Ce lo ha spiegato perfettamente Elena Zeni, titolare dell’azienda insieme ai fratelli Fausto e Federica. 

“Nel nostro Museo del vino e più in generale nella nostra attività di accoglienza – ci ha spiegato – sono oggi impegnate una decina di persone”.

Esatto, dieci persone, non solo il titolare che deve districarsi tra i lavori in vigna, quelli in cantina e alla sera i compiti dell’amministrazione.

Purtroppo in molte aziende italiane si pensa di fare attività enoturistica profittevole solo con la buona volontà.

Finito il capitolo “enoturistico”, è opportuno sottolineare che Zeni 1870 è un’eccellente casa vinicola.

Ho avuto la fortuna di conoscere il papà dei tre fratelli Zeni, Gaetano, che tutti chiamavamo Nino, scomparso purtroppo una decina di anni fa. Nino, oltre ad essere stato il geniale fautore della nascita del Museo del vino, è stato tra i primi produttori di vino veronesi a capire che si poteva coniugare l’eccellenza vitivinicola al successo sul mercato.

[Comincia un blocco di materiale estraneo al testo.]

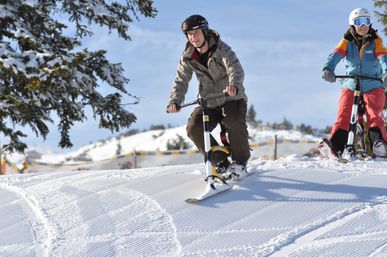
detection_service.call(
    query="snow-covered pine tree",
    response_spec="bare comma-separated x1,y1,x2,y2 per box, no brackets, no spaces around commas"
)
0,0,157,152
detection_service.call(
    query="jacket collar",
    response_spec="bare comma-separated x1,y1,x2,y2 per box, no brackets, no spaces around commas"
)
344,26,378,48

E’ stato tra i primi pertanto, un altro è stato sicuramente Sergio Zenato, a realizzare vini di ottima qualità e al tempo stesso con grande appeal commerciale.

Uscendo dalle logiche di estrema nicchia, ma dimostrando che si possono ottenere vini qualitativamente importanti anche su volumi interessanti.

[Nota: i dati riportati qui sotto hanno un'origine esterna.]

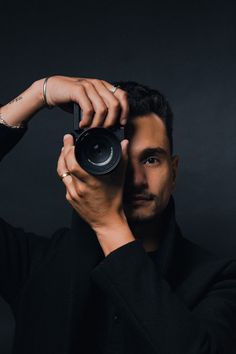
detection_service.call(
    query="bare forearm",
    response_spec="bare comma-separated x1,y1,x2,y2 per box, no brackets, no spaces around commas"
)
1,79,45,125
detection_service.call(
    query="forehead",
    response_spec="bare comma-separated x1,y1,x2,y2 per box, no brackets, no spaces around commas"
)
127,113,170,154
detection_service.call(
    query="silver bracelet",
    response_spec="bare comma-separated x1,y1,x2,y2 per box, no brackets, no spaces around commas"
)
0,111,24,129
43,76,53,109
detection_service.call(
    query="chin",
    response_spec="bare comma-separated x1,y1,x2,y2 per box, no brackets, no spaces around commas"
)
125,207,159,222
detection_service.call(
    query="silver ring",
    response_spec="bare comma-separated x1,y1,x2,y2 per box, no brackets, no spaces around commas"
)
109,85,120,93
60,171,70,180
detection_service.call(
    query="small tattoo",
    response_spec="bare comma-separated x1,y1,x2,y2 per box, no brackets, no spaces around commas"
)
8,96,23,104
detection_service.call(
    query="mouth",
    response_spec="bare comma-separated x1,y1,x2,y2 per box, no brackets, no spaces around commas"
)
126,194,152,204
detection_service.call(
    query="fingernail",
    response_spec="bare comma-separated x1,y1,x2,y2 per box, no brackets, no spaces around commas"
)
63,134,70,140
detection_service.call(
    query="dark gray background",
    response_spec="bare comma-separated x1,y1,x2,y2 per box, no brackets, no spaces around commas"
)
0,0,236,354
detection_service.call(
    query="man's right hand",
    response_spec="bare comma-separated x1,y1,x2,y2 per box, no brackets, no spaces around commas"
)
1,76,129,128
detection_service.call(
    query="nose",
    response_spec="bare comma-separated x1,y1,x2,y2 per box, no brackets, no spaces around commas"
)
126,161,147,189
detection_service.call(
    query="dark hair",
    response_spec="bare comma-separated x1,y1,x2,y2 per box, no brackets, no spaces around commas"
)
113,81,173,154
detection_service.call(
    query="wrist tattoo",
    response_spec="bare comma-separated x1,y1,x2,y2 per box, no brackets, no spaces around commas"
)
0,108,24,129
8,96,23,104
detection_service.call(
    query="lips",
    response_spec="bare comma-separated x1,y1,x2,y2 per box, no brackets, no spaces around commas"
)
125,194,152,203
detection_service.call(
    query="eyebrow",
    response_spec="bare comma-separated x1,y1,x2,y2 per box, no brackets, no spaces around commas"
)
139,147,168,160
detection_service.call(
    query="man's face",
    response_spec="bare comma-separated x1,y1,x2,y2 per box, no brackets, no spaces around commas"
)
123,113,178,222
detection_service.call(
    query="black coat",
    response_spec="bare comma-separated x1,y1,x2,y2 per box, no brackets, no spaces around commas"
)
0,125,236,354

Un esempio su tutti il Cruino, una Corvina Grossa al 100%, un vino di straordinaria modernità, un mix eccellente di potenza gustativa e di bevibilità.

Ma tutta la produzione Zeni è orientata in maniera intelligente al mercato e oggi l’enologo di famiglia Fausto è riuscito a fare evolvere ulteriormente i profili qualitativi del portfolio produttivo dell’azienda, senza trascurare anche importanti progetti innovativi.

E’ il caso del Bardolino Chiaretto in Anfora, ottenuto attraverso il travaso del vino in anfora di terracotta dopo la fermentazione, con le proprie fecce fini (lieviti di fermentazione) e lasciato in affinamento, nella splendida bottaia aziendale a temperatura controllata, per un anno.

Noi l’abbiamo assaggiato direttamente dall’anfora e credeteci ci ha letteralmente conquistati ma ne scriveremo con una recensione a parte.

Salutiamo Elena, che in tanti anni ho incontrato in ogni angolo del mondo, in particolare in Asia dove da tempo è di casa,  con la convinzione che torneremo presto a trovarla, quando questa pandemia ci lascerà in pace e farà tornare ancora numerosi i turisti e gli appassionati nel suo Museo del vino.